Recently, we have seen various cyber stalking cases leading to amendments in the Information Technology (IT) Act. A few leading cases are Manish Kathuria and Vinupriya. The Kathuria case was the first reported case of cyber stalking in India and led to the 2008 amendment to the IT Act. It involved the stalking of a woman, Ritu Kohli, by Kathuria. He followed her on a chat website, abused her, using obscene language, and then distributed her telephone number to various people. Later, he began using Kohli’s identity to chat on the website www.mirc.com. As a result, she started receiving almost 40 obscene telephone calls at odd hours of the night over the next three days. She reported the matter to the Delhi Police, who then traced the IP addresses and arrested Kathuria under Section 509, IPC. The IT Act had not come into force then. While there is no record of any subsequent proceeding, this case made Indian legislators wake up to the need for legislation to address cyber stalking. And in 2008, Sec­tion 66-A was introduced.

This Section says: “Any person who sends, by means of a computer resource or a communication device,—

(a) any information that is grossly offensive or has menacing character; or

(b) any information which he knows to be false, but for the purpose of causing annoyance, inconvenience, danger, obs­truc­tion, insult, injury, criminal intimidation, enmity, hatred or ill will, persistently by making use of such computer resource or a communication device;

(c) any electronic mail or electronic mail message for the purpose of causing annoyance or inconvenience or to deceive or to mislead the addressee or recipient about the origin of such messages, shall be punishable with imprisonment for a term which may extend to three years and with fine.”

In the Vinupriya case, the victim was a 21-year-old student from Salem who had finished her BSc in chemistry.

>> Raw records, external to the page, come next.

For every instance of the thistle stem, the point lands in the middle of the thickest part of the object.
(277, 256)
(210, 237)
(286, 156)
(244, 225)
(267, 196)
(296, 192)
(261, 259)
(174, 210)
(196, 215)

A person had posted morphed nude and semi-nude photographs of Vinupriya on Facebook. On June 23, 2016, when the first obscene photograph appeared, she informed her parents, who then lodged a complaint with the Cyber Crime Cell. The police, either lacking the investigative skills to trace the origin of the photograph or lacking interest, told Vinupriya’s father that they would nab the culprit in two weeks. On June 26, another obscene photograph was posted on Facebook, leaving Vinupriya traumatised. The investigating officer assumed that she must have sent those pictures to someone and now they were being posted, perhaps by a jilted lover. The questioning of Vinupriya was along those lines. It humiliated her and on June 27, she hanged herself.

To prevent being a victim of cyber crime, a person should quickly take action against the criminal. She should make a complaint to the Cyber Crime Investigation Cell, a branch of the Criminal Investigation Department. These cells exist in Delhi, Mumbai, Chandigarh, Hyderabad, Bengaluru, Gurgaon, Pune, Lucknow, and other major cities. As women are mainly victims of this crime, it is necessary to improve the investigative mechanism for cyber crimes. Then only will women feel safe and empowered.